A compendium of essays from Ebert's ongoing Sun-Times column of the same name, The Great Movies is like a rousing game of Red Rover, wooing all those critic-haters over to Ebert's side to unite in one common cause: the celebration of great movies. And the 80 films discussed here, from Gone With the Wind to Raging Bull and The Third Man, are indeed Great Movies. Nobody's really going to balk at any of the inclusions; Ebert's greats are obvious, but mostly inadmonishable, entries. But what the book lacks in vision, it compensates for in its public service, engagingly discussing some truly terrific films that may seem like the regurgitation of yesterday's AFI list, but just might have slipped under the radar of younger viewers or those less inclined to go the extra mile to the arthouse.

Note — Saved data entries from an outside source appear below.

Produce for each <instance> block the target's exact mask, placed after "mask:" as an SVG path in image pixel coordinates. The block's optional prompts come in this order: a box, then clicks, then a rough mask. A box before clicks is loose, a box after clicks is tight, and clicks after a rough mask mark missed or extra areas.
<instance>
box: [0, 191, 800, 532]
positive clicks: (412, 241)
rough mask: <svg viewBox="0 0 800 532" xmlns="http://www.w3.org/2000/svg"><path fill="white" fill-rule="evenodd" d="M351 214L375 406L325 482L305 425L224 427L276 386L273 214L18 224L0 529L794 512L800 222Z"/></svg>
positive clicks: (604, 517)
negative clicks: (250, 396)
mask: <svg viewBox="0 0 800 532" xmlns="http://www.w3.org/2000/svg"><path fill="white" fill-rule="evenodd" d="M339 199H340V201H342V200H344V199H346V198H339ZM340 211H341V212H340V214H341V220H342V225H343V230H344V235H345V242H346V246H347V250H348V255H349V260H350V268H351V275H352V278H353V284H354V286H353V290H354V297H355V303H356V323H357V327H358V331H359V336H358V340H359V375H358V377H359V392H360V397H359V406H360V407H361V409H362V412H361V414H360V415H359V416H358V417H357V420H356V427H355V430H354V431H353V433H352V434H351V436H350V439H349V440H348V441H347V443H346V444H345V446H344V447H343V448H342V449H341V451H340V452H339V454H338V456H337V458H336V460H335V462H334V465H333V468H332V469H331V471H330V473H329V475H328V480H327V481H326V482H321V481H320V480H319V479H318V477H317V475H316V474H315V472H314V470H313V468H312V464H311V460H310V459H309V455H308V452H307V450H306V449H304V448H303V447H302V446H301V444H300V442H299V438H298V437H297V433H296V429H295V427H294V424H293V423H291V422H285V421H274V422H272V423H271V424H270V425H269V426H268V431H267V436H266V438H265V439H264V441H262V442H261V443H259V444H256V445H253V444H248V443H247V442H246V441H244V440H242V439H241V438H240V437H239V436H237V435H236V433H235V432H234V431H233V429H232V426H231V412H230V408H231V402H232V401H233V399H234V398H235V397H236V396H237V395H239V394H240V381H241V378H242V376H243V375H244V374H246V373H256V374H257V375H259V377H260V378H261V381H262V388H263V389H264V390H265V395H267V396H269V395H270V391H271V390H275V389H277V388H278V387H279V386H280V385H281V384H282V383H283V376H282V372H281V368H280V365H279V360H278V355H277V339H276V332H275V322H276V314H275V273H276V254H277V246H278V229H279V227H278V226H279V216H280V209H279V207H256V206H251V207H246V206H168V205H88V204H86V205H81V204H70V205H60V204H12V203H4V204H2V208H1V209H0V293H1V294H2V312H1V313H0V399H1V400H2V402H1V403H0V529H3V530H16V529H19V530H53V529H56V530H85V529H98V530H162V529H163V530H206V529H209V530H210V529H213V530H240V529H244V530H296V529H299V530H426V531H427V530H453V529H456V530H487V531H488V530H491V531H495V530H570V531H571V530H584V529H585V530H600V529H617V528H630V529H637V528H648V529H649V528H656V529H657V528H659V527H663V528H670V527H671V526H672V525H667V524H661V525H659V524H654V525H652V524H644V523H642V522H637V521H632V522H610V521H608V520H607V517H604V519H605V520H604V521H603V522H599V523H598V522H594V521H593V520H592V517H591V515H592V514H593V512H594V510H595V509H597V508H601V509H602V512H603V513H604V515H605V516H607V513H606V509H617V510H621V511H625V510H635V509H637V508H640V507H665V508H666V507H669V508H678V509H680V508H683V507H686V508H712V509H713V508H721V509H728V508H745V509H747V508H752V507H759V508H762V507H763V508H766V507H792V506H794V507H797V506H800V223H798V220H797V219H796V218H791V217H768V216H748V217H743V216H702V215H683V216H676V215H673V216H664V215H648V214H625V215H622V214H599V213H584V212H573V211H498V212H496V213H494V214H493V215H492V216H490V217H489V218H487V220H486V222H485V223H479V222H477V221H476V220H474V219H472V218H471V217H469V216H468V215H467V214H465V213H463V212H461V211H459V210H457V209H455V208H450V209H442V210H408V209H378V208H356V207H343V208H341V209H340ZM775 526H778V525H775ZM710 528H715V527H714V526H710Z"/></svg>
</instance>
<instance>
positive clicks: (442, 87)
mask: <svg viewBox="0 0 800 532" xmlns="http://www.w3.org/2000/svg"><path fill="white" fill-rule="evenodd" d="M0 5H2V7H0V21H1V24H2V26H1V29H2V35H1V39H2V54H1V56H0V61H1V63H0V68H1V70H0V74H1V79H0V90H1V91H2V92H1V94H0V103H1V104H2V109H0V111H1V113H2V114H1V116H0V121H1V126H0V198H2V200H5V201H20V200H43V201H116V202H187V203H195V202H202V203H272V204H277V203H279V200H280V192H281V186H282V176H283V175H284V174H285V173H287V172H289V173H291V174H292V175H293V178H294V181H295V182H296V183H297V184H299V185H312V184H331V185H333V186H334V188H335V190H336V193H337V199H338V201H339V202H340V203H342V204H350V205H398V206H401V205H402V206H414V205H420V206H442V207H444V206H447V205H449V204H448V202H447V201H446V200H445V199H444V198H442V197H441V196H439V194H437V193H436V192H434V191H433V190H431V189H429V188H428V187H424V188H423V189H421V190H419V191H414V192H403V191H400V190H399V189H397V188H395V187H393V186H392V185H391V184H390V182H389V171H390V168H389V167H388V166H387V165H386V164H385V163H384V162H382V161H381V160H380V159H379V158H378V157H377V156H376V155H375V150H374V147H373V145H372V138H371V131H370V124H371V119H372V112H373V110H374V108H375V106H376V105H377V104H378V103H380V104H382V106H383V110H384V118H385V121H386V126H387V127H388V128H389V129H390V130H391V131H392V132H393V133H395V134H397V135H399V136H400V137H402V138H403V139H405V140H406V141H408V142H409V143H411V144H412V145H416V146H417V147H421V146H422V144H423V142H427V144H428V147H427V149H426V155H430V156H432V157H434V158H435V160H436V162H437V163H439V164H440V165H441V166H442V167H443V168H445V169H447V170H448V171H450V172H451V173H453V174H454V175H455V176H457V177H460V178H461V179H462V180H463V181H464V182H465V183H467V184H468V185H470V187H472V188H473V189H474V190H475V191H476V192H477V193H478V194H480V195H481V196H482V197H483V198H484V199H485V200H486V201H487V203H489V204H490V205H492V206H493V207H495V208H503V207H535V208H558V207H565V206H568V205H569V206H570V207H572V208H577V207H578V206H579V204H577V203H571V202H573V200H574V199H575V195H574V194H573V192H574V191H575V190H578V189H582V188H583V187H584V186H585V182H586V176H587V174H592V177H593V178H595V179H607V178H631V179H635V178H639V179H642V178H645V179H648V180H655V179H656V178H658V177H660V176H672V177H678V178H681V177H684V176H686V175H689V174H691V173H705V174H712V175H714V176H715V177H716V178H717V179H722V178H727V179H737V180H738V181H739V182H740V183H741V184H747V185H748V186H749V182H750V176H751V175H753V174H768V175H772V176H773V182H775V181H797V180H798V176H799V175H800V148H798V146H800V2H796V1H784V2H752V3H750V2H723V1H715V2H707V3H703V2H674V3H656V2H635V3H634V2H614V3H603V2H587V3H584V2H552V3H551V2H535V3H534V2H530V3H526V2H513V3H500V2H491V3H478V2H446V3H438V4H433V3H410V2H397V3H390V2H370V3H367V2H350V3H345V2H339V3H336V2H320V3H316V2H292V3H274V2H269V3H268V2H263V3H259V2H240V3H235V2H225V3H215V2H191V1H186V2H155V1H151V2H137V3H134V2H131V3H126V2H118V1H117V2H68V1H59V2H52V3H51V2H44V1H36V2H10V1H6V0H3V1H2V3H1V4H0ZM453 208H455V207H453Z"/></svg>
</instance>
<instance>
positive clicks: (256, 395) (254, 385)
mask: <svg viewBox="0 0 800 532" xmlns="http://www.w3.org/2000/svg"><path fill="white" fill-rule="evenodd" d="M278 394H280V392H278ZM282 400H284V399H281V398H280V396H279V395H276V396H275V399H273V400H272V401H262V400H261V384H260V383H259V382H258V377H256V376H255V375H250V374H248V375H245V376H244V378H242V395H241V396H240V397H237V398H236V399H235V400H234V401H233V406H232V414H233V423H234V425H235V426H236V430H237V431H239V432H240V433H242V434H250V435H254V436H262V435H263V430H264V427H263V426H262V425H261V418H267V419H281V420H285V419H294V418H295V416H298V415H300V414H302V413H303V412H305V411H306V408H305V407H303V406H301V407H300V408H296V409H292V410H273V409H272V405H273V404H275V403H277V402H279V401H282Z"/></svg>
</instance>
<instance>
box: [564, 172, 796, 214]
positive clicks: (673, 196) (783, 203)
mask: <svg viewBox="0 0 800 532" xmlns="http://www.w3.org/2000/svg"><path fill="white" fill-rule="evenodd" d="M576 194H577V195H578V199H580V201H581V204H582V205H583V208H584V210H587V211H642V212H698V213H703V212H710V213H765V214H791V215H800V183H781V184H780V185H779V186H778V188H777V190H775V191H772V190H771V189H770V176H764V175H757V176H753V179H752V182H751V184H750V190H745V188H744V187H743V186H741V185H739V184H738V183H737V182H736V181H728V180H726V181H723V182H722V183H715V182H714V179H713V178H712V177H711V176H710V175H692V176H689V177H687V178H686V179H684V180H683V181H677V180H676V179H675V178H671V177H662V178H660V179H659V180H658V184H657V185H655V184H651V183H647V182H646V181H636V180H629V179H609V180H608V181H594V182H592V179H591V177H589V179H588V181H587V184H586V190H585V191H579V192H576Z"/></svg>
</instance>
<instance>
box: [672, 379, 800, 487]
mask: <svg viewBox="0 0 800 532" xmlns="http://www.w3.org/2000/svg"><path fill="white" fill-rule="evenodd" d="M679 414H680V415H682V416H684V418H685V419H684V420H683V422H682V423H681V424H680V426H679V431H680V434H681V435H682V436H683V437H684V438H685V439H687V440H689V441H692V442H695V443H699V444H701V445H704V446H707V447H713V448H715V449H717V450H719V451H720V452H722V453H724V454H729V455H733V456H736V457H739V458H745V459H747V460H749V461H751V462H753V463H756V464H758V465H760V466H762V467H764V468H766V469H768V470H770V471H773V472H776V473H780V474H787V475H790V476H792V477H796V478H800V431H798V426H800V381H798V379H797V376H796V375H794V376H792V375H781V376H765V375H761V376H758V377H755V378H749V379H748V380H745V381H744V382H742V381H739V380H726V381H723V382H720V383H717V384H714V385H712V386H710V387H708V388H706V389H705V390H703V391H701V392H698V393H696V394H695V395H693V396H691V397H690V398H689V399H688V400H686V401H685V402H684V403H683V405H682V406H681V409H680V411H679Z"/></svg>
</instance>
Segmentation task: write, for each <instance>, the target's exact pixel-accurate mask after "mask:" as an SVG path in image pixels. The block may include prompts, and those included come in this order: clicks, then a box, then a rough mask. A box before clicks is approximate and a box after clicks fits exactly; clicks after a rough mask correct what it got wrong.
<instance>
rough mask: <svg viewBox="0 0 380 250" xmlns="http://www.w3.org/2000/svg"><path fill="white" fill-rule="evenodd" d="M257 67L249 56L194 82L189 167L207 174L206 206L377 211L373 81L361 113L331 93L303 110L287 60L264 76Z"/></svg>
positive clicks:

All this talk of public service makes it sound so dull, this sniffing at the absence of riskier, less celebrated films makes it so sound pedestrian, but The Great Movies is neither. Ebert does here what every critic wants to do, and that is to love. He loves these films, and that fervor feeds his book. Seen Casablanca so many times your head could spin? Then it's that much more satisfying to linger over the film with a like-minded soul. Ebert peppers each of the essays with a formidable film knowledge and intimate anecdotes that could only spring from a life dedicated to the criticism, education, and preservation of film. Museum of Modern Art Assistant Film Curator Mary Corliss has selected the accompanying film stills for each essay, and, just like Ebert's essays, they're gorgeous keepsakes, the pictures plus words loving reminders of why these films are so cherished. The balcony may be closed for now, but if The Great Movies -- accessible, honorable, impassioned -- and its call to arms works, looks like Ebert's going to have to share his arm rest with all the converts.